Once the company determines its estimated future costs, its rates are set based on a variety of individual factors. In the case of auto insurance, drivers are categorized into several different rating classifications, based on similar expectations of having a loss. For example, young drivers and drivers in certain geographies are classified as potentially higher risks because of the loss experience of similar drivers.

What types of rating classifications apply to auto insurance?

Auto insurance rates are based on a number of factors, including where the car is customarily kept, the age and driving record of the driver, and the type and use of the car.

Rating territory: The state is divided into rating territories, whose boundaries are determined by such considerations as population density, traffic congestion and other factors which affect exposure to accidents. The premium charged to an individual car owner is affected directly by the number and cost of accidents caused by drivers who live in his or her rating territory, and by the number of thefts in that territory.

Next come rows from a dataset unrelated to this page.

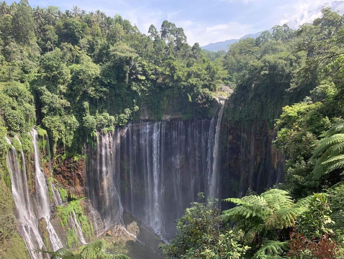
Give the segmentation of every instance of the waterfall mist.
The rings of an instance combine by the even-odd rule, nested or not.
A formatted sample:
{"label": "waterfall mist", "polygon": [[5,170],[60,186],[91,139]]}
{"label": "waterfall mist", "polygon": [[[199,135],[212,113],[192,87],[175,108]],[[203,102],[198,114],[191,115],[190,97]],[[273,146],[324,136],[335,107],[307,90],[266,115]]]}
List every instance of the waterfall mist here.
{"label": "waterfall mist", "polygon": [[174,233],[175,220],[218,180],[212,175],[216,119],[142,121],[98,132],[96,147],[86,151],[86,182],[107,226],[125,210],[162,238]]}

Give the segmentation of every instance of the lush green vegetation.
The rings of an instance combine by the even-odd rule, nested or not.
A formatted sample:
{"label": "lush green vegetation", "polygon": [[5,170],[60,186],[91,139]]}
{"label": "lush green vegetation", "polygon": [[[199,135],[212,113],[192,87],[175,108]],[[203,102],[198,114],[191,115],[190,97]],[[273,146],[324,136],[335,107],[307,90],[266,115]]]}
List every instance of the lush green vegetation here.
{"label": "lush green vegetation", "polygon": [[[296,31],[275,26],[241,40],[223,58],[234,89],[227,117],[274,124],[275,145],[287,158],[284,182],[225,199],[236,206],[221,215],[209,200],[192,204],[162,246],[166,258],[343,256],[344,17],[322,11]],[[221,235],[230,232],[227,251]]]}
{"label": "lush green vegetation", "polygon": [[[20,136],[21,147],[15,138],[12,144],[29,157],[28,133],[39,125],[55,158],[77,160],[83,141],[97,129],[113,130],[140,116],[212,116],[213,98],[226,85],[234,90],[225,113],[230,123],[274,127],[275,146],[287,158],[285,180],[260,195],[249,190],[226,199],[235,206],[222,212],[217,201],[200,197],[178,221],[175,238],[160,246],[163,256],[343,256],[344,17],[322,12],[295,31],[275,26],[271,34],[215,53],[189,45],[183,29],[168,21],[145,34],[120,15],[99,11],[33,9],[25,0],[0,4],[2,249],[14,244],[20,249],[13,256],[25,256],[13,215],[7,134]],[[33,182],[29,179],[30,188]],[[66,201],[66,191],[58,191]],[[92,234],[82,207],[73,199],[57,208],[70,247],[77,240],[67,227],[73,210],[83,232]],[[76,255],[63,249],[53,256],[107,258],[103,245],[99,241]]]}
{"label": "lush green vegetation", "polygon": [[82,247],[80,251],[76,252],[65,248],[61,248],[54,252],[46,252],[51,256],[51,259],[130,259],[124,255],[107,253],[104,250],[105,245],[105,241],[101,239]]}

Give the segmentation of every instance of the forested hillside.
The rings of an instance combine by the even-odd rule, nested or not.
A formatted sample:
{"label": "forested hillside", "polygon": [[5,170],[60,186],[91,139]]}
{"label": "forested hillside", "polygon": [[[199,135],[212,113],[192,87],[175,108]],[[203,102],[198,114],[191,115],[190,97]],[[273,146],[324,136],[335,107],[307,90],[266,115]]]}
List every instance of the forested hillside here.
{"label": "forested hillside", "polygon": [[[220,161],[215,159],[215,151],[217,154],[222,152],[222,159],[227,156],[227,163],[232,153],[224,151],[226,145],[250,147],[250,142],[268,137],[274,139],[273,148],[284,154],[286,162],[284,179],[277,178],[273,188],[261,192],[262,188],[270,186],[250,182],[254,173],[266,175],[253,169],[264,155],[259,149],[259,153],[250,155],[254,156],[250,160],[252,164],[244,164],[246,154],[242,147],[242,155],[237,160],[243,169],[237,171],[250,174],[242,179],[249,178],[248,186],[254,189],[249,189],[246,195],[241,193],[240,188],[246,186],[243,183],[236,182],[233,176],[220,176],[219,179],[229,179],[229,182],[219,181],[215,188],[232,186],[239,197],[223,201],[229,203],[228,209],[222,211],[218,200],[200,194],[200,200],[192,203],[178,220],[175,238],[159,245],[159,252],[163,257],[325,259],[344,256],[344,16],[329,8],[323,8],[321,18],[298,30],[286,24],[276,25],[271,33],[263,32],[255,39],[248,38],[233,44],[227,52],[215,53],[202,50],[197,43],[189,45],[183,28],[167,20],[160,28],[152,24],[148,32],[140,32],[120,15],[108,17],[99,10],[87,13],[77,6],[64,12],[54,6],[32,8],[25,0],[10,5],[1,3],[0,258],[30,256],[26,240],[24,244],[18,233],[19,229],[21,233],[21,227],[18,212],[16,217],[14,212],[18,206],[12,199],[14,183],[10,166],[13,162],[9,154],[17,156],[17,171],[24,173],[25,195],[34,197],[37,195],[38,185],[36,175],[39,162],[36,157],[41,156],[40,162],[45,172],[43,182],[51,184],[46,187],[50,199],[48,210],[58,218],[58,227],[65,230],[61,232],[67,233],[66,247],[72,251],[60,249],[53,253],[53,257],[116,258],[104,252],[102,241],[83,247],[79,254],[76,232],[78,230],[74,230],[73,224],[67,222],[75,219],[81,226],[81,236],[84,232],[89,241],[96,239],[95,224],[90,223],[87,217],[90,207],[84,201],[89,198],[85,190],[85,175],[88,175],[86,171],[94,173],[88,168],[93,166],[90,161],[94,162],[93,153],[97,159],[95,171],[99,174],[92,176],[92,179],[104,181],[92,183],[99,186],[94,189],[99,188],[100,197],[107,204],[118,204],[119,212],[106,212],[111,216],[120,214],[121,224],[126,224],[122,214],[127,204],[120,198],[127,203],[131,200],[131,210],[127,212],[131,213],[135,208],[133,193],[137,194],[142,189],[147,193],[139,194],[148,196],[151,210],[170,205],[157,201],[158,191],[163,193],[157,187],[162,180],[154,177],[163,175],[159,174],[159,167],[162,168],[161,153],[166,149],[158,148],[159,145],[164,144],[165,133],[169,136],[176,128],[177,133],[171,133],[171,139],[166,137],[164,143],[170,145],[166,148],[168,150],[175,149],[168,156],[178,157],[172,159],[177,170],[187,164],[188,159],[194,160],[194,165],[190,162],[185,168],[198,173],[200,161],[205,164],[209,160],[214,159],[214,163]],[[225,98],[224,104],[218,101]],[[199,120],[206,118],[208,121]],[[160,123],[174,120],[177,120],[175,125]],[[120,132],[124,128],[121,127],[140,120],[148,122],[137,122],[134,126],[137,128],[128,126],[129,130]],[[151,126],[148,123],[152,121]],[[180,122],[183,121],[193,122]],[[224,128],[228,125],[240,129],[241,142],[234,143],[235,134],[232,132],[224,133]],[[36,134],[36,130],[31,130],[33,127]],[[137,130],[137,135],[131,135],[131,131]],[[141,130],[146,131],[142,133]],[[248,131],[251,136],[245,133]],[[112,139],[115,132],[118,138]],[[109,132],[114,135],[109,137]],[[121,146],[120,137],[126,142],[127,134],[128,142]],[[146,134],[142,138],[146,138],[146,142],[138,144],[137,137],[141,134]],[[159,137],[154,138],[156,136]],[[182,139],[177,139],[179,136]],[[40,155],[35,149],[36,138]],[[115,140],[118,146],[116,151],[109,147]],[[196,143],[197,140],[200,143]],[[144,146],[147,143],[152,147]],[[139,145],[142,149],[135,153]],[[199,150],[198,146],[202,147]],[[191,147],[194,154],[188,153],[192,151]],[[273,156],[276,152],[269,147],[266,149]],[[147,156],[137,158],[140,166],[136,167],[145,166],[145,163],[147,172],[153,167],[155,174],[148,173],[144,177],[138,170],[138,175],[144,179],[134,182],[132,172],[136,165],[132,161],[136,162],[136,156],[145,149]],[[210,154],[204,155],[204,149]],[[105,160],[110,160],[108,157],[115,156],[117,150],[125,158],[123,160],[118,158],[118,178],[109,179],[108,175],[99,173],[99,168],[102,167],[103,174],[110,170],[104,168],[110,164]],[[97,156],[101,153],[103,160],[99,162],[100,157]],[[160,155],[159,164],[157,158]],[[135,156],[135,160],[132,156]],[[153,157],[151,165],[150,156]],[[278,160],[273,160],[275,164],[281,162]],[[108,167],[112,169],[111,166]],[[276,164],[271,166],[276,169]],[[209,173],[209,168],[216,168],[213,166],[206,169],[207,176],[216,173],[216,169],[212,171],[213,174]],[[146,170],[141,167],[142,171]],[[175,189],[180,188],[174,191],[181,193],[180,190],[189,191],[188,186],[182,185],[189,181],[195,189],[192,191],[195,191],[194,182],[198,178],[192,177],[193,172],[178,170],[178,174],[177,179],[173,178],[174,175],[164,176],[170,181],[166,186],[172,183],[174,188],[177,186]],[[149,185],[150,180],[154,185]],[[109,184],[111,181],[113,186],[107,189],[105,183]],[[205,183],[198,184],[206,189],[203,186]],[[117,184],[124,198],[119,197],[115,187]],[[53,205],[54,185],[61,201]],[[132,186],[138,187],[133,190]],[[103,197],[112,188],[117,196]],[[233,190],[228,190],[225,193],[234,193]],[[152,201],[151,193],[157,200]],[[108,200],[114,197],[118,200],[109,203]],[[181,194],[175,198],[182,198]],[[139,206],[140,202],[137,203]],[[170,210],[166,210],[171,214]],[[49,235],[43,229],[46,226],[41,220],[43,218],[39,218],[40,235],[45,243],[39,248],[51,250]],[[156,225],[162,225],[154,219]],[[109,245],[106,245],[107,249]],[[111,245],[118,251],[116,242]],[[93,250],[87,257],[88,254],[83,253],[88,253],[89,249]]]}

Driver classification: Well-documented studies make it clear some groups of drivers have more frequent and often more costly accidents than others. Age, gender and marital status are recognized as reliable rate-making criteria. The highest rates usually are assigned to youthful drivers who, as a group, have a worse record than older drivers.

Driving record: Statistics indicate that people who have been responsible for accidents or have been convicted of serious driving violations are more likely to have accidents in the future than are drivers with clean driving records. Drivers with bad records generally are charged more because they are expected to have more claims than the average driver.

Use of car: Cars that are driven to and from the job usually are more vulnerable to accidents than cars used only for pleasure purposes, because they regularly are exposed to heavy traffic conditions. The same is true for cars used for business purposes throughout the day. Premium charges are related to the total number of miles a car is driven each year, on the grounds the car that is driven more miles is more exposed to accident conditions.

Type of car: Certain types of cars cost more to repair or to replace, based on a variety of factors, including ease of repair and the original cost of the car. These factors are taken into consideration when determining auto insurance premiums. New cars, for example, are more costly to repair and to replace than are older, less expensive vehicles.